Anyway, my concern reached critical mass. I'd begun to suspect every ache or pain, bit of indigestion or muscle spasm was connected whatever was clearly killing me. If you do think you have something wrong with you, whatever you do don't Google anything, it just makes you feel worse. Here's some advice. Google Images in particular might be good for finding nice pictures of Freema Agyeman, but everything else could give you nightmares. And did (don't click, it's scary). I was even having thoughts that I might not see the Moffat era of Doctor Who. That's how serious it became. I decided I needed to talk to someone about it.

Having come the decision I was fairly nervous all through last night unable to think about much else and this morning I certainly couldn't eat breakfast. I was also, shall we say, regular, which is also something which happens when there's something impending. You have to call the phone line at 8:20 in the morning to try and get an appointment for that day. There's no pre-booking on the NHS. just as Tony Blair discovered on that Question Time Election Special. I presume it's to deincentivise the time wasters, but a real pain (if you'll pardon the expression) for the rest of us. A slot was eventually found for 10:20.

The surgery is a modernist brick affair and as inhospitable as can be, with its brown fixtures and no lighting. Behind the glass screen there's a black and white photograph of a pier drifting off into an ocean of the kind which often appears on bereavement cards which hardly put me in the right mood. There are children shouting at each other and for the sake of it and a little girl who's ailment seems to be an inability to walk around without falling over furniture. There are also people who are regulars, all know each other and are sharing news about what's happened since the last time they were here. I secretly hope I'll not be joining them, especially since, well, I don't seem to have quite as many things to talk about as they apparently do.

Eventually my name's called and I find the room of the doctor. Whom I thought I'd never met before. Until it turned out that I went to school with him. He remembered me more that I remembered him, but we both knew enough of the same people to reminisce. It's actually much easier to speak to someone who you're at least vaguely acquainted with than a total stranger and he examined my spots. He hummed, he hared, he said he wasn't really a skin specialist. Then he said that despite that, he is trained to note anything which is life threatening, which these are. Sorry, aren't. They're just points were the skin have become mounds. They're not worth treating and though I could get steroids pumped into them to reduce the swelling they're not life threatening so what's the point?

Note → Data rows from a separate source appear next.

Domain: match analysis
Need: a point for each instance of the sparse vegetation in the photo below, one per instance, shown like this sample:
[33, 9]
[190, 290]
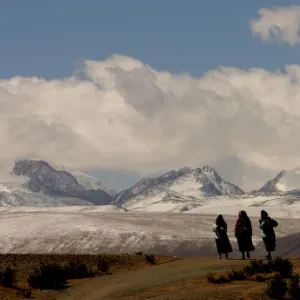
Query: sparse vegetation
[150, 259]
[8, 277]
[77, 271]
[257, 267]
[47, 276]
[276, 288]
[283, 266]
[236, 275]
[294, 288]
[218, 278]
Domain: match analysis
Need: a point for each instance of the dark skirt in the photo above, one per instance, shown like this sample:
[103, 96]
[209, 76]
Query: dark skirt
[270, 243]
[223, 245]
[245, 243]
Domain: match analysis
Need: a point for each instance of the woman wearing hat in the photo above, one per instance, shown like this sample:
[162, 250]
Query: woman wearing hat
[267, 225]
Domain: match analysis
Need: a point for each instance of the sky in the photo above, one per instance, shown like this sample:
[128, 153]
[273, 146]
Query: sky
[131, 89]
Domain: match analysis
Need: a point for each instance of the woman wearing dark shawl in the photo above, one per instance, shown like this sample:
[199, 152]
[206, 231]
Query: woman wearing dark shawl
[267, 224]
[222, 240]
[243, 233]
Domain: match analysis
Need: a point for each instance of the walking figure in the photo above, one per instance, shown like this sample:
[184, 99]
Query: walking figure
[243, 233]
[267, 225]
[221, 237]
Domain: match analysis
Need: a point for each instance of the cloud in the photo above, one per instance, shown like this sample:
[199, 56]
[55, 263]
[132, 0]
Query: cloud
[121, 114]
[278, 24]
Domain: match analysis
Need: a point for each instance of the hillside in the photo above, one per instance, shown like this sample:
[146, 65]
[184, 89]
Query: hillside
[33, 182]
[183, 185]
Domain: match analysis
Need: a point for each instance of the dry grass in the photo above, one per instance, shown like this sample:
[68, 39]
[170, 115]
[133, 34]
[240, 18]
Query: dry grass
[218, 278]
[24, 263]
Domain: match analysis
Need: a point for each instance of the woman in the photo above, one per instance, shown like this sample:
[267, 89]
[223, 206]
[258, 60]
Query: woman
[243, 233]
[266, 224]
[222, 240]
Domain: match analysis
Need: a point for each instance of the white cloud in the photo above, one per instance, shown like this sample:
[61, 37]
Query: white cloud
[278, 24]
[130, 116]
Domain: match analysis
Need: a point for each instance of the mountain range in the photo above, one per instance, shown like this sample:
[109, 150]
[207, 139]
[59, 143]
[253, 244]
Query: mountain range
[32, 182]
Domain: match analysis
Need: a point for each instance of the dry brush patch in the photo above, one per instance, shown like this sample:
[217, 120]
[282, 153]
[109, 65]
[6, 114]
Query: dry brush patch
[22, 274]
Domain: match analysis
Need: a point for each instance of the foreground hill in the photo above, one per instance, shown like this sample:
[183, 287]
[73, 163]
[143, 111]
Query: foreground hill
[107, 229]
[32, 182]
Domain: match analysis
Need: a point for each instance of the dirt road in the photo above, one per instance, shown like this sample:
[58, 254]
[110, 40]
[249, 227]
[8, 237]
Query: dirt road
[133, 284]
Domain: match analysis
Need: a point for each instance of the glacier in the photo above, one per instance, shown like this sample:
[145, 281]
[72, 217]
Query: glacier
[108, 229]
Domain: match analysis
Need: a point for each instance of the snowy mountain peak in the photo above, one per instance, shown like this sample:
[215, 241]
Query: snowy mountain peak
[184, 183]
[43, 179]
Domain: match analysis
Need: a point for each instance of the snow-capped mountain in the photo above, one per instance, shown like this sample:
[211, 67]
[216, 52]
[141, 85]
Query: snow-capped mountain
[182, 185]
[286, 182]
[36, 183]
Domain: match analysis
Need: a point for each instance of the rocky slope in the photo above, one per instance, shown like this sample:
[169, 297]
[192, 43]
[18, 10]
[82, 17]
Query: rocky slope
[181, 185]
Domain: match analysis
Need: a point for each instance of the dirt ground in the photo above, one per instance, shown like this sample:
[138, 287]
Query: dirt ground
[172, 278]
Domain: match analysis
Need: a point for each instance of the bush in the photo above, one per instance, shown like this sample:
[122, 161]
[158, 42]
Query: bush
[150, 259]
[8, 277]
[24, 292]
[294, 288]
[103, 265]
[77, 271]
[276, 288]
[48, 276]
[283, 266]
[257, 266]
[218, 278]
[237, 275]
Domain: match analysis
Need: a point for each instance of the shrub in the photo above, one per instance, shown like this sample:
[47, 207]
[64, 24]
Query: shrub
[103, 265]
[8, 277]
[237, 275]
[294, 288]
[259, 277]
[282, 266]
[218, 278]
[24, 292]
[77, 271]
[150, 259]
[257, 266]
[48, 276]
[276, 288]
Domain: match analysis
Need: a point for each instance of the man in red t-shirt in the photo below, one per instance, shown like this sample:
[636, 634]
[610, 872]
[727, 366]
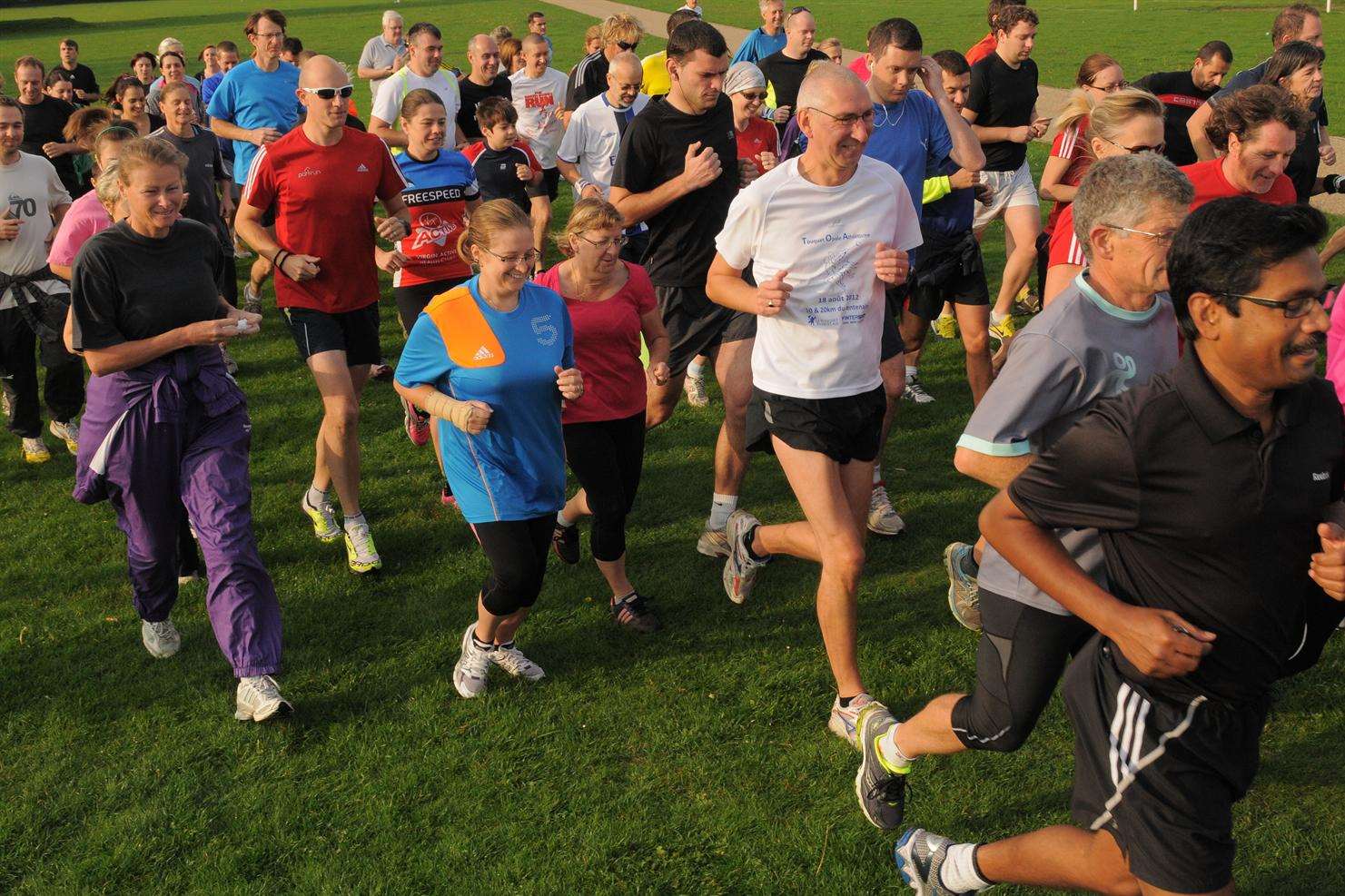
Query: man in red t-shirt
[321, 181]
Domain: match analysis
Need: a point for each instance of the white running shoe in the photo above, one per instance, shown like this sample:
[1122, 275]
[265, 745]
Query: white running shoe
[472, 666]
[259, 698]
[160, 639]
[883, 518]
[513, 661]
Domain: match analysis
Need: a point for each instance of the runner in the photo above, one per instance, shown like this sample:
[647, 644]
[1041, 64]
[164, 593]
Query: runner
[1110, 331]
[1003, 111]
[678, 171]
[165, 426]
[1213, 591]
[421, 72]
[441, 192]
[33, 301]
[1184, 92]
[323, 181]
[498, 343]
[1124, 123]
[612, 306]
[818, 397]
[766, 39]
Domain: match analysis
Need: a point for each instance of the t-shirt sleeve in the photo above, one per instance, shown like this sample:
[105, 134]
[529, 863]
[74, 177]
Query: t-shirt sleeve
[1040, 384]
[1088, 478]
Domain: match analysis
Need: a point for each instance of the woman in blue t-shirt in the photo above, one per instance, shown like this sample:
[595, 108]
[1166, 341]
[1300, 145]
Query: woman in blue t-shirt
[492, 359]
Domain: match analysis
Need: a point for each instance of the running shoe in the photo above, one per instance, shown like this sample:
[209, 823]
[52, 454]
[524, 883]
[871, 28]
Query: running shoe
[632, 613]
[844, 720]
[69, 433]
[416, 426]
[361, 555]
[324, 519]
[565, 544]
[883, 518]
[964, 592]
[713, 542]
[881, 790]
[920, 856]
[35, 451]
[694, 389]
[740, 569]
[259, 698]
[916, 393]
[162, 639]
[944, 327]
[472, 666]
[513, 661]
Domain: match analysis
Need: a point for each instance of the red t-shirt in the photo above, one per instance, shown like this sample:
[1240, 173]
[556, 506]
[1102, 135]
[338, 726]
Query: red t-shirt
[607, 348]
[1210, 182]
[760, 136]
[324, 206]
[1070, 144]
[982, 49]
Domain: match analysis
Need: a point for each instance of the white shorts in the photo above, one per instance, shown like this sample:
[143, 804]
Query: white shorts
[1009, 189]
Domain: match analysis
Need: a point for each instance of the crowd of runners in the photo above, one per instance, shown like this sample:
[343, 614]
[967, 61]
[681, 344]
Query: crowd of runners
[1166, 542]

I thanked him. shook his hand, wished him well and left. Frankly, I feel like a weight's been lifted. I should have visited years ago and done away with the not knowing. If you have something similar you're concerned about I'd urge you to do the same. If it had been something serious them at least I would have been able to deal with it, and now that I know it isn't I can just get on with things. I also know a bit more about my body, I can accept a bit more of my image. And I can look forward to series five of Doctor Who with great interest.